2
votes

I have some parquet files which are created by Spark converting AVRO file to parquet file. And these parquet files contain different data types like decimal, int,string,boolean. But when I read this file using the dd.read_parquet with pyarrow engine, except int everything else is converted to object data types and which causes an issue in arithmetic calculations. And i tried with the float dtypes for the decimal columns but that will loose precision. Any idea how to read the values withot loosing the precision ?

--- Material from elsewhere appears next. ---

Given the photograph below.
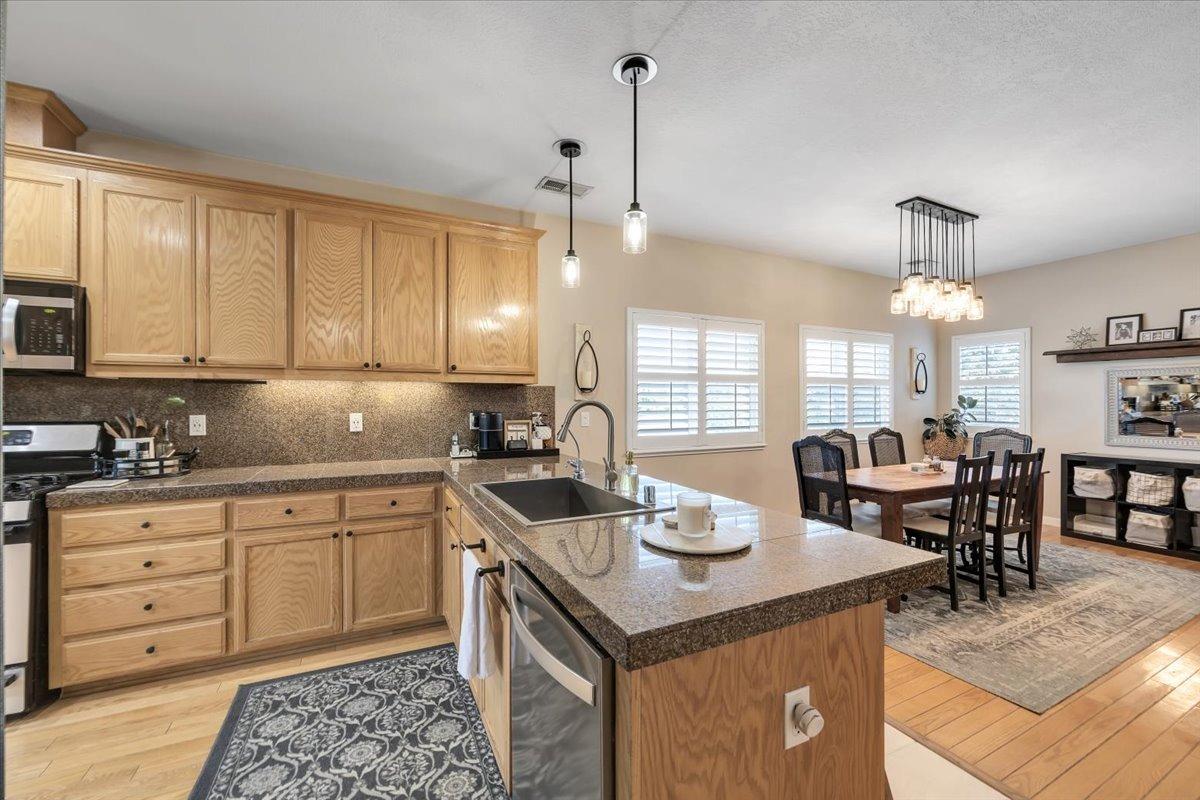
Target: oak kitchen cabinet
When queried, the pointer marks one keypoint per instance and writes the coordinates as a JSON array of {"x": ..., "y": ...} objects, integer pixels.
[{"x": 41, "y": 220}]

Schema for the parquet file

<pyarrow._parquet.FileMetaData object at >
  created_by: parquet-mr version 1.10.1 (build a89df8f9932b6ef6633d06069e50c9b7970bebd1)
  num_columns: 7
  num_rows: 1
  num_row_groups: 1
  format_version: 1.0
  serialized_size: 4376 
ID: string
CODE: string
CURRENCY: string
DEDUCT: decimal(20, 2)
PERCENT: decimal(11, 10)
MIN_DEDUCT: decimal(20, 2)
MAX_DEDUCT: decimal(20, 2)

metadata

{b'org.apache.spark.sql.parquet.row.metadata': b'{"type":"struct","fields":[{'
                                           b'"name":"ID","'
                                           b'type":"string","nullable":tr'
                                           b'ue,"metadata":{}},{"name":"'
                                           b'CODE","typ'
                                           b'e":"string","nullable":true,'
                                           b'"metadata":{}},{"name":"'
                                           b'CURRENCY","typ'
                                           b'e":"string","nullable":true,'
                                           b'"metadata":{}},{"name":"DEDU'
                                           b'CT","type":"decimal(20,2'
                                           b')","nullable":true,"metadata'
                                           b'":{}},{"name":"'
                                           b'DEDUCT","'
                                           b'type":"decimal(11,10)","null'
                                           b'able":true,"metadata":{}},{"'
                                           b'name":"MIN_DEDUCT","'
                                           b'type":"decimal(20,2)","nulla'
                                           b'ble":true,"metadata":{}},{"n'
                                           b'ame":"MAX_DEDUCT","t'
                                           b'ype":"decimal(20,2)","nullab'
                                           b'le":true,"metadata":{}}]}'}
1

1 Answers

1
votes

I don't believe you will lose an precision by using floating-point (double, 64-bit) for the two-decimal-place columns, although you will get slightly different values.

For column PERCENT, you should still be perfectly safe, although it's less obvious. I expect this is an estimate anyway.

Although python does have a decimal type, which is capable of computations, arrow does not represent this (and neither does numpy), except as inefficient python objects.